Students Kelton Minor, Derek Magee and Tiffany Carlson of The Danish Institute for Study Abroad have taken first place in Chicago Architecture Today’s 2011 International Mock Firm Skyscraper Design Challenge with their skyscraper proposal for Stockholm. Additional images of VOX‘s (the student’s mock firm) winning proposal in addition to a video and a description of the work can be found after the break.
The competition required us to imagine a new commercial skyscraper to be sited in Stockholm Sweden under the theme “Architecture that Works,” while developing a mock firm identity (VOX) and design process. Using lessons learned and insight gained from our daily movement through and analysis of the Scandinavian street, we proposed a vertical street typology as a potential solution to inject an interconnected public-private program into vertical space by continuing Stockholm’s local infrastructure.

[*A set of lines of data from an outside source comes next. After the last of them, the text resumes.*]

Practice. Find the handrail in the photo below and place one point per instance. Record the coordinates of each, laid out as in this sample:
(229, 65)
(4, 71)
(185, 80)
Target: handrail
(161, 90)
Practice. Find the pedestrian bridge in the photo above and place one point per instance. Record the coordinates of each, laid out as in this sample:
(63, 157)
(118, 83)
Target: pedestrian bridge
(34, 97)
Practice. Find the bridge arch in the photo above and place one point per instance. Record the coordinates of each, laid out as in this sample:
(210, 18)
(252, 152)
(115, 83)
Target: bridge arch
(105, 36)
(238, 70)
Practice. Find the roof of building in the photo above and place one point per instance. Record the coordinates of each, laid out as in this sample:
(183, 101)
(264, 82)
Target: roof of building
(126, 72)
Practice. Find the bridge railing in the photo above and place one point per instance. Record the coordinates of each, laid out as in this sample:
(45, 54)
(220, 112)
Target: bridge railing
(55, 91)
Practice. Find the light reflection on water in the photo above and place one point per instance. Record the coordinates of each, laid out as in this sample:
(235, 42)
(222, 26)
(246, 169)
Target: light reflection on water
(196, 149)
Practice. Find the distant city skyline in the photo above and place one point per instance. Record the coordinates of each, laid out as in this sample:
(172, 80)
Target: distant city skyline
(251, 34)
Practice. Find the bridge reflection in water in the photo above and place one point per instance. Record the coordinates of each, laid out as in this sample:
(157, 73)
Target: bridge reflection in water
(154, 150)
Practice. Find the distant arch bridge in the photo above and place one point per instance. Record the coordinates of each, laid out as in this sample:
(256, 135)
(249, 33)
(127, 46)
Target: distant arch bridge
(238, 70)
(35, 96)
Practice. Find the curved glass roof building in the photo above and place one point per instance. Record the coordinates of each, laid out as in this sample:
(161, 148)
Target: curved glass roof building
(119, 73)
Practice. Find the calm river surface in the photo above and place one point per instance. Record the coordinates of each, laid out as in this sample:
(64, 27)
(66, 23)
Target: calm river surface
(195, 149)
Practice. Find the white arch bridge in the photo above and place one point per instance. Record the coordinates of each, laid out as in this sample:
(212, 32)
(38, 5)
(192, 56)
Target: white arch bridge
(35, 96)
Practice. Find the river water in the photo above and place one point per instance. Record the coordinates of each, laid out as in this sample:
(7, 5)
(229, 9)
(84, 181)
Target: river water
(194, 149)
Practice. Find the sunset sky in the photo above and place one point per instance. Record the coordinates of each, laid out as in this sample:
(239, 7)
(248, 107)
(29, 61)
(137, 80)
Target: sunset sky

Vertigata is derived from “vertical gata”, which means “Vertical Street” in Swedish.
Stockholm is a city with a thriving urban infrastructure, utilizing metros, trams, buses, and bicycles as the primary methods of transportation. The metro systems, as well as the classic Scandinavian walking street, are vital features of the city’s culture that encourage public engagement and support commercial activity. Stockholm’s citizens strongly identify with the city’s classic skyline consisting of industrial smoke stacks and church steeples and regularly reject high rise proposals that threaten to change the skyline’s appearance as seen from the old city (Gamla Stan).
The strategy for the submission follows Stockholm’s urban logic and addresses skyline sensitivities. First, on the interior, Vertigata is an extension of Stockholm’s horizontal infrastructure, utilizing two speeds of movement: a vertical metrovator that stops at each of the building’s primary public nodes in succession, as well as a vertical walking street, where inhabitants can shop, eat, and enjoy multiple points of interest along the way. By extruding the Scandinavian urban fabric, meandering public program is juxtaposed with commercial infill, creating an urban engine that facilitates interaction between diverse user groups. Vertigata’s exterior form is an example of anamorphosis; the building assumes different appearances from separate perspectives. When viewed from Stockholm’s old city center the skyscraper appears continuous with the smokestack strewn skyline, while appearing more dominant when observed from the city’s developing periphery.